ENTRYPOINT: jika pengguna memberikan perintah saat menjalankan container, main command tersebut tidak bisa digantikan dengan command yang diberikan ketika menjalankan container.

Bayangkan CMD adalah kendaraan kantor yang sudah disediakan juga supirnya. Pada dasarnya, kendaraan kantor tersebut memiliki destinasi default (command default) seperti dari kantor pusat ke kantor cabang, namun ditengah-tengah jalan bisa kita ubah destinasinya (command default), seperti mampir untuk makan dulu misalnya. Dari analogi ini bisa disimpulkan bahwa command default pada CMD ini bisa di-override saat menjalakan container.

Nah sekarang bayangkan ENTRYPOINT adalah kendaraan umum. Pada dasarnya, kendaraan umum tersebut kan sudah memiliki rutenya tersendiri (main command) seperti dari Daerah A ke Daerah B misalnya dan kita tentu tidak bisa merubah rute (main command) kendaraan umum tersebut dengan sesuka hati. Dari analogi ini, bisa disimpulkan bahwa main command pada ENTRYPOINT ini tidak bisa di-override saat menjalankan container.

Agar bisa dipahami lebih dalam, berikut adalah beberapa contoh dari penggunaan CMD pada docker. Jika kita tetap menggunakan docker image yang kita build sebelumnya untuk CMD dan ingin melakukan override pada default command dengan menjalankan command docker run hello-world:cmd "new message" dengan harapan akan mengeluarkan output berupa pesan “new message” maka outputnya akan seperti ini.

mengapa error ini terjadi? ketika kita menjalankan command docker run hello-world:cmd "new message" maka ini akan diterjemahkan menjadi CMD [”new message”] pada Dockerfile kita. Karena “new message” bukanlah sebuah executable di dalam container atau linux command maka akan muncul error tersebut.

Jika kita ingin mengubah output “Hello World” menjadi “new message”, maka command yang harus dijalankan adalah docker run hello-world:cmd "echo" "new message"

mengapa tidak error? karena ketika command tersebut dijalankan akan diterjemahkan menjadi CMD [”echo”, “new message”].

Sekarang, kita lanjut ke contoh ENTRYPOINT pada docker. Jika kita menjalankan command docker run hello-world:entrypoint "new message" pada docker image ENTRYPOINT yang kita build sebelumnya, maka output-nya akan seperti ini.

mengapa hal ini bisa terjadi? karena main command dari ENTRYPOINT tersebut tidak bisa ter-override dan akan diterjemahkan menjadi ENTRYPOINT [”echo”, “Hello World”, “new message”].

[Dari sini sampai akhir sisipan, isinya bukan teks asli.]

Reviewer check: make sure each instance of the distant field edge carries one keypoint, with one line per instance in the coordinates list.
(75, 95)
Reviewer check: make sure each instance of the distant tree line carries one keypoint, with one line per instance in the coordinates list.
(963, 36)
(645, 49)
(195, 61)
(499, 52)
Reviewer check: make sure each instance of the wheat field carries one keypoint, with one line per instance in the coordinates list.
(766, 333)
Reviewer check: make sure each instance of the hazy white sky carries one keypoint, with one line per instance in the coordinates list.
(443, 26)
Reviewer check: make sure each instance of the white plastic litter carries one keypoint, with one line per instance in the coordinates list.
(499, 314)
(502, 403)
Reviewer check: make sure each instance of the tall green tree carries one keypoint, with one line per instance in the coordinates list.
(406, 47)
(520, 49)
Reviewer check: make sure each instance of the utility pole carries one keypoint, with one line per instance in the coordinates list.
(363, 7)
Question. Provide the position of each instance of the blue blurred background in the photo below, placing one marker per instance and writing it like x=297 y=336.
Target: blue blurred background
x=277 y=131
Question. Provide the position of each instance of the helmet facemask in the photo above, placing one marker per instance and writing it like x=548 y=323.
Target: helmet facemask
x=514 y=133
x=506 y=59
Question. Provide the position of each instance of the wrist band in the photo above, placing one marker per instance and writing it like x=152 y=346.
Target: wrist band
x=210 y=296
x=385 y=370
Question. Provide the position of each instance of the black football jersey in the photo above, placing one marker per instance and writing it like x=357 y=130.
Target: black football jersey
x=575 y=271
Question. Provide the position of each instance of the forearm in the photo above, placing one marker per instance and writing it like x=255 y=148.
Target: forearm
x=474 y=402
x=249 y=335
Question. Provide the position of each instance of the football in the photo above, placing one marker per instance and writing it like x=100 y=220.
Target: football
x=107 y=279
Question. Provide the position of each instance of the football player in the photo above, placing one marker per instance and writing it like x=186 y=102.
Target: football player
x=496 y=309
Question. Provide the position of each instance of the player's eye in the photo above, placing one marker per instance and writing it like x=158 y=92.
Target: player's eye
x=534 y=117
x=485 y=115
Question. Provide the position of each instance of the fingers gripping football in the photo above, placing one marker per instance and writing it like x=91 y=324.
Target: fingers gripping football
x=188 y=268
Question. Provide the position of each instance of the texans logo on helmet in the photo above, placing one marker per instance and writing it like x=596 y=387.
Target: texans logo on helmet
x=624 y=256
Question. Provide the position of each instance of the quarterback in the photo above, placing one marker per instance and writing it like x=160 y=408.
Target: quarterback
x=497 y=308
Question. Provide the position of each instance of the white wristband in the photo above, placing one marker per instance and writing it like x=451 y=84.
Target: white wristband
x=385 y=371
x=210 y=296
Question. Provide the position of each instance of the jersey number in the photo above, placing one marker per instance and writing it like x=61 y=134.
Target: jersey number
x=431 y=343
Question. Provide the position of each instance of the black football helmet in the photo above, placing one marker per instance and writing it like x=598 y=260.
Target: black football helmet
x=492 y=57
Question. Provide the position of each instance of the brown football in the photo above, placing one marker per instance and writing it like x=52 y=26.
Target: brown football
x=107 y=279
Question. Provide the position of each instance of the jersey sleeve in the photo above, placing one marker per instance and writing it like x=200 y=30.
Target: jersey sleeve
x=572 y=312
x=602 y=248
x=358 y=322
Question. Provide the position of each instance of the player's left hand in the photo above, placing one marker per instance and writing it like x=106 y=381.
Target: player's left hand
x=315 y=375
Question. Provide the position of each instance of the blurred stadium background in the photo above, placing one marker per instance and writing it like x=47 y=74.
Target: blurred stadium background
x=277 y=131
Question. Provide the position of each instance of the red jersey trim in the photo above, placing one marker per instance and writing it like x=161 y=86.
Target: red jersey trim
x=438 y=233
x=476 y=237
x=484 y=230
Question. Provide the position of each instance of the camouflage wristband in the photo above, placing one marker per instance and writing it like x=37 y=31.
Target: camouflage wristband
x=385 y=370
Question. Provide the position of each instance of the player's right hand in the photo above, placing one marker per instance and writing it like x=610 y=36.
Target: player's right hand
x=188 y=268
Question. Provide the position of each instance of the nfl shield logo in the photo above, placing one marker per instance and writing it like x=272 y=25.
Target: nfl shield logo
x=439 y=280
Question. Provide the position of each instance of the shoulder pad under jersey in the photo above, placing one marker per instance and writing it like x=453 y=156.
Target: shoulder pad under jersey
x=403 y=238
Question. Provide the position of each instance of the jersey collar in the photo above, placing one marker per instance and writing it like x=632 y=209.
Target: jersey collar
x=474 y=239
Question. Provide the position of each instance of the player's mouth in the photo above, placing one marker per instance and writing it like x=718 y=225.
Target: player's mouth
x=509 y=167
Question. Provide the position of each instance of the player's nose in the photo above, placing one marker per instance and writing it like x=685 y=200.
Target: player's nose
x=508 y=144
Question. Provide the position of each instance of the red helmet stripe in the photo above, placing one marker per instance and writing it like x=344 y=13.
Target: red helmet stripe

Bagaimana jika kita ingin menjalankan command docker run <docker-image-name:tag> "new message" tetapi output yang diharapkan adalah “new message”? jawabannya kombinasikan keduanya antara CMD dengan ENTRYPOINT. Berikut adalah contoh Dockerfile hasil modufikasi kombinasi keduanya.

FROM alpine:3.21.3
ENTRYPOINT ["echo"]
CMD ["Hello World"]

Build menjadi docker image dengan command docker build -t hello-world:combined . lalu jalankan command docker run hello-world:combined "new message" maka output yang akan dihasilkan akan seperti ini.

output sudah seperti yang diharapkan kan?

Kesimpulan

Gunakan CMD jika ingin default command bisa digantikan dengan command yang diberikan ketika menjalankan container.
Gunakan ENTRYPOINT jika ingin main command tidak bisa digantikan dengan command yang diberikan ketika menjalankan container.
Jika ingin kombinasi antara main command dan default command, maka gunakan keduanya.

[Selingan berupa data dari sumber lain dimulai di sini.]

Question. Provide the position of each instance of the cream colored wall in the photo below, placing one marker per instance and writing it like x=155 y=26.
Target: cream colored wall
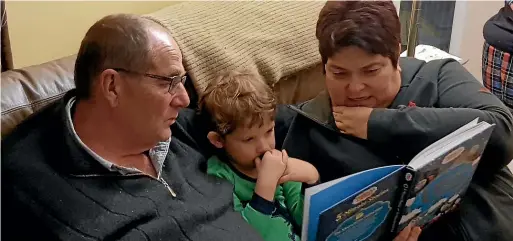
x=470 y=37
x=42 y=31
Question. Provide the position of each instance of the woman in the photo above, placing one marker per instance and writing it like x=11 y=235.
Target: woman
x=497 y=53
x=380 y=109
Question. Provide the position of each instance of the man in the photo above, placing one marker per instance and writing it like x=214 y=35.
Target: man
x=100 y=164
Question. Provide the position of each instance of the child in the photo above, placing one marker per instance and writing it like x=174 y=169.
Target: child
x=267 y=183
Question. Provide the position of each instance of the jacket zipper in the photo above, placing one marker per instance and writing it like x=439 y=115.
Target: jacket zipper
x=159 y=179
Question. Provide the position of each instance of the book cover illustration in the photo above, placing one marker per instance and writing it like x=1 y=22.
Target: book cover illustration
x=364 y=215
x=440 y=184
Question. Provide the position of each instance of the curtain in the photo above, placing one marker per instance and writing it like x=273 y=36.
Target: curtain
x=7 y=63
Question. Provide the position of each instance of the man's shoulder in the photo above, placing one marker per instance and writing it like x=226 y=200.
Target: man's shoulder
x=30 y=134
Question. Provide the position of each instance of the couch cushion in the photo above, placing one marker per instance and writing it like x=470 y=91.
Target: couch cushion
x=275 y=38
x=27 y=90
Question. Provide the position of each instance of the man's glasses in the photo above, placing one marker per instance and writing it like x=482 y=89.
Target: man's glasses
x=173 y=81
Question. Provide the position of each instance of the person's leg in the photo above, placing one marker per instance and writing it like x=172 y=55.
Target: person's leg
x=497 y=72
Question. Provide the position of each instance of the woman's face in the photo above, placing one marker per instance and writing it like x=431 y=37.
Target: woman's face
x=357 y=78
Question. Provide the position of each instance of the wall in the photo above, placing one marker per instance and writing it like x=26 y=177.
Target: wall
x=469 y=40
x=42 y=31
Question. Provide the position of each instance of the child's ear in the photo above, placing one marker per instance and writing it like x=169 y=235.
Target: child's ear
x=215 y=139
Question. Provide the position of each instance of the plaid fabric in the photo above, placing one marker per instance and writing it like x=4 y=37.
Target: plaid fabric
x=498 y=73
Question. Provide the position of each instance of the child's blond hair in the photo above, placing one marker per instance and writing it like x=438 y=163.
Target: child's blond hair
x=238 y=99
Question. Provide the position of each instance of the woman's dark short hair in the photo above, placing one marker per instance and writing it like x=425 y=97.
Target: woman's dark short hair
x=371 y=25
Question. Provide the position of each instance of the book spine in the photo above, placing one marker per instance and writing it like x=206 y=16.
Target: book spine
x=405 y=187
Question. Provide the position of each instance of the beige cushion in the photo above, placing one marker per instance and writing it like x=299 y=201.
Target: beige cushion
x=275 y=38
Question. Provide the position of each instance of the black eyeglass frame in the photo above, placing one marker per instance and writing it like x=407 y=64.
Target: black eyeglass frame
x=173 y=80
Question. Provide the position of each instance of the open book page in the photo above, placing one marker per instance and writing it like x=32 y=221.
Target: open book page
x=443 y=175
x=319 y=201
x=421 y=159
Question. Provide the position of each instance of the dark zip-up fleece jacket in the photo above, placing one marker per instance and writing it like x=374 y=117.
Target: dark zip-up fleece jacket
x=52 y=189
x=446 y=97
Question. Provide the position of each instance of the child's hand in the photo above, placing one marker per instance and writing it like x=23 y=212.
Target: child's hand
x=299 y=171
x=272 y=166
x=270 y=169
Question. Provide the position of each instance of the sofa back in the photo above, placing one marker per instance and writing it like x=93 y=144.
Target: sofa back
x=27 y=90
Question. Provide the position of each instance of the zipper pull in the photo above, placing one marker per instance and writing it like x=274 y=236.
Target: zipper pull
x=168 y=187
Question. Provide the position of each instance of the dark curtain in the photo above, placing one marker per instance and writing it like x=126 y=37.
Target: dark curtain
x=5 y=43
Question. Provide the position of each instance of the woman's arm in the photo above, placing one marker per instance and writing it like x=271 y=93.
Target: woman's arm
x=460 y=100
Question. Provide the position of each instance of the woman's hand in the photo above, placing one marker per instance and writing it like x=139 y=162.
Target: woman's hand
x=352 y=120
x=409 y=234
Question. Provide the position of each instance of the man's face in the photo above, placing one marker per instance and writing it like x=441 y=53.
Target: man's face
x=357 y=78
x=146 y=106
x=245 y=144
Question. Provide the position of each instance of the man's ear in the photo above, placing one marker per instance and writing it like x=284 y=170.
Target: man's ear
x=215 y=139
x=109 y=83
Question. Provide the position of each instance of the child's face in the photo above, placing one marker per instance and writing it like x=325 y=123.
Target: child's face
x=245 y=144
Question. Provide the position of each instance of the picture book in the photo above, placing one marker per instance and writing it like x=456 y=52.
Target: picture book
x=378 y=203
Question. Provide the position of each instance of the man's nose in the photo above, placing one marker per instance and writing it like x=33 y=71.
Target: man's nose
x=181 y=98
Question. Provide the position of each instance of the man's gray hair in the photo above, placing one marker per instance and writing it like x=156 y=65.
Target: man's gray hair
x=115 y=41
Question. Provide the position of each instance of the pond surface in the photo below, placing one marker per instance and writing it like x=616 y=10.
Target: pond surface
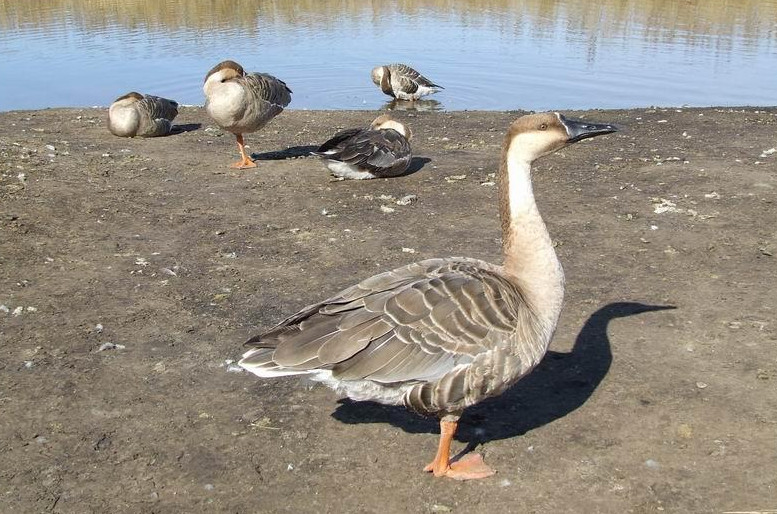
x=489 y=54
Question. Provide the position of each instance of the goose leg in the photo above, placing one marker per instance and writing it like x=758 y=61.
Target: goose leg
x=469 y=467
x=245 y=161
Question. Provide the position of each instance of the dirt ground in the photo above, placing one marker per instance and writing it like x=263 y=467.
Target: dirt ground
x=132 y=270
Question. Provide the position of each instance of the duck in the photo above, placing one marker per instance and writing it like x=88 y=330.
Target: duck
x=380 y=151
x=442 y=334
x=403 y=82
x=140 y=115
x=241 y=102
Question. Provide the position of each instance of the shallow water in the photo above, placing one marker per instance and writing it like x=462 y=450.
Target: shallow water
x=489 y=54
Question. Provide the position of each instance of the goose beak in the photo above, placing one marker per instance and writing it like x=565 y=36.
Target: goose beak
x=579 y=130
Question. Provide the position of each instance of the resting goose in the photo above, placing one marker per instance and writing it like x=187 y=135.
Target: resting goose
x=403 y=82
x=440 y=335
x=141 y=115
x=380 y=151
x=241 y=102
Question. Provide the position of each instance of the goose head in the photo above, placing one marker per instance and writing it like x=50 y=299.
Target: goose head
x=128 y=99
x=386 y=121
x=221 y=73
x=534 y=135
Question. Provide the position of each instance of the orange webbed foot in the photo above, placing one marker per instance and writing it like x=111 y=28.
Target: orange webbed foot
x=469 y=467
x=243 y=164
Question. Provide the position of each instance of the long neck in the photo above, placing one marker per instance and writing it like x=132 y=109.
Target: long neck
x=529 y=257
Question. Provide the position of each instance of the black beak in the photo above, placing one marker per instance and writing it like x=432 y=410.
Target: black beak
x=579 y=130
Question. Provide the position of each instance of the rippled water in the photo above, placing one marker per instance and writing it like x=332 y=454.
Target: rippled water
x=489 y=54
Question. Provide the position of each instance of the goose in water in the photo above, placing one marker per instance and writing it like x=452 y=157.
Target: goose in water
x=440 y=335
x=241 y=102
x=141 y=115
x=380 y=151
x=403 y=82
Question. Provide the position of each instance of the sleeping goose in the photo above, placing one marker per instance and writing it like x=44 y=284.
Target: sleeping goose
x=241 y=102
x=440 y=335
x=141 y=115
x=403 y=82
x=380 y=151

From Bloated to Lean: Optimizing Docker Image with Multi-Stage Builds

Ra — Wed, 19 Feb 2025 07:55:16 +0000

Nowadays, containers have become the standard for ensuring portability and consistency across environments. However, without the right approach, container images can become excessively large, slow, and insecure.

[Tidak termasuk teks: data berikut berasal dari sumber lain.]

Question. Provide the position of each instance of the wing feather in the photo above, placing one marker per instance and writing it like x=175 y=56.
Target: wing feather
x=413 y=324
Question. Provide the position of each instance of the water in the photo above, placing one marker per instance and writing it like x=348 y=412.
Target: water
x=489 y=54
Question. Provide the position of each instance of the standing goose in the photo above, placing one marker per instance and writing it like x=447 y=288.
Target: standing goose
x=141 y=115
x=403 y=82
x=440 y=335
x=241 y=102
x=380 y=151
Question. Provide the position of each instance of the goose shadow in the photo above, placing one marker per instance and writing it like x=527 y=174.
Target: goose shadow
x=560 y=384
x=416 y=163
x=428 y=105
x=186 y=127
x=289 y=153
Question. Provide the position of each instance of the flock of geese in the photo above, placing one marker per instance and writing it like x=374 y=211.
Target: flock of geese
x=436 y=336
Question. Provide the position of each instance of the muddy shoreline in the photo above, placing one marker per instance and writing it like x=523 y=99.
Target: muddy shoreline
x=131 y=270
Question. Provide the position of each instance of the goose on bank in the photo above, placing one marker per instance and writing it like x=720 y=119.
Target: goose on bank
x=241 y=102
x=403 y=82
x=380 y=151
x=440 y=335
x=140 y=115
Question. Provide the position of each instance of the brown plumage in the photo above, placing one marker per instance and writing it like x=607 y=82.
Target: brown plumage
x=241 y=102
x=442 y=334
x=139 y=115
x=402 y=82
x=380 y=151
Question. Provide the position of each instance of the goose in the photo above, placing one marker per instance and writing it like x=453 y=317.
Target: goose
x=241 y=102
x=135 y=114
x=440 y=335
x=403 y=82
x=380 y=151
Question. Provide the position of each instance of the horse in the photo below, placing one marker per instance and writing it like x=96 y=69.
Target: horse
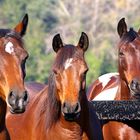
x=12 y=72
x=124 y=85
x=61 y=110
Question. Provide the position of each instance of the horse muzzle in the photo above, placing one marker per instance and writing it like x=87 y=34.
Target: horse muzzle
x=71 y=112
x=135 y=88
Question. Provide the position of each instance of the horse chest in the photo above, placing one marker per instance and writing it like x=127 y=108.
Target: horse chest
x=59 y=133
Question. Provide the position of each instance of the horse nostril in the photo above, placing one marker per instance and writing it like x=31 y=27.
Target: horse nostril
x=12 y=98
x=135 y=85
x=77 y=108
x=25 y=96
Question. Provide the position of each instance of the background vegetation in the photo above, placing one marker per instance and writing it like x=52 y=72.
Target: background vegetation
x=97 y=18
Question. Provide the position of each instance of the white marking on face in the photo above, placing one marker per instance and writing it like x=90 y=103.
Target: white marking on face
x=108 y=94
x=68 y=63
x=9 y=48
x=104 y=79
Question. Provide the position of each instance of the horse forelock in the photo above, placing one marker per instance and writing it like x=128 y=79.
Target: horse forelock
x=130 y=35
x=65 y=56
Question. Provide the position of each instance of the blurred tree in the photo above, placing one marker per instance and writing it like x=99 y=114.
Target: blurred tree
x=47 y=17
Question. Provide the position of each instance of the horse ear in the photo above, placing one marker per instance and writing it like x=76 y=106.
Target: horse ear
x=57 y=42
x=139 y=31
x=22 y=26
x=122 y=27
x=83 y=41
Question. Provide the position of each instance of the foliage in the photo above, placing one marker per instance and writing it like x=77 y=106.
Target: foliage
x=47 y=17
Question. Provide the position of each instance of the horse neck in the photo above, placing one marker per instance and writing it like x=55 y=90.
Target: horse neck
x=123 y=91
x=2 y=114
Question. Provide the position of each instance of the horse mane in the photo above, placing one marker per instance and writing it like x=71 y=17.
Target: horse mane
x=51 y=107
x=130 y=35
x=10 y=33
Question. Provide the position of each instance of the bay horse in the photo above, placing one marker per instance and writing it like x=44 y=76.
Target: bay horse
x=124 y=85
x=61 y=110
x=12 y=72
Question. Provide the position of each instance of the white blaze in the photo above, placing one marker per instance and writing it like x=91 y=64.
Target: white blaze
x=104 y=79
x=108 y=94
x=68 y=63
x=9 y=48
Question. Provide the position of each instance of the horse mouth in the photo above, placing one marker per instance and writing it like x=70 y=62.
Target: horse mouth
x=136 y=96
x=71 y=116
x=17 y=111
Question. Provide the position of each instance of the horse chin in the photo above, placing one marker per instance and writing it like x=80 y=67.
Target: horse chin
x=136 y=96
x=71 y=116
x=17 y=111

One of the biggest culprits behind slow container performance and bloated images is an inefficient build process. When dependencies required only during the build stage are included in the final container image, it results in unnecessary files and tools being carried over. This not only increases security risks but also leads to larger image sizes and slower application performance.

With the multi-stage build technique, applications can be built in separate stages, ensuring that only the necessary artifacts are included in the final image. This approach offers several key benefits in terms of efficiency, image size, and security.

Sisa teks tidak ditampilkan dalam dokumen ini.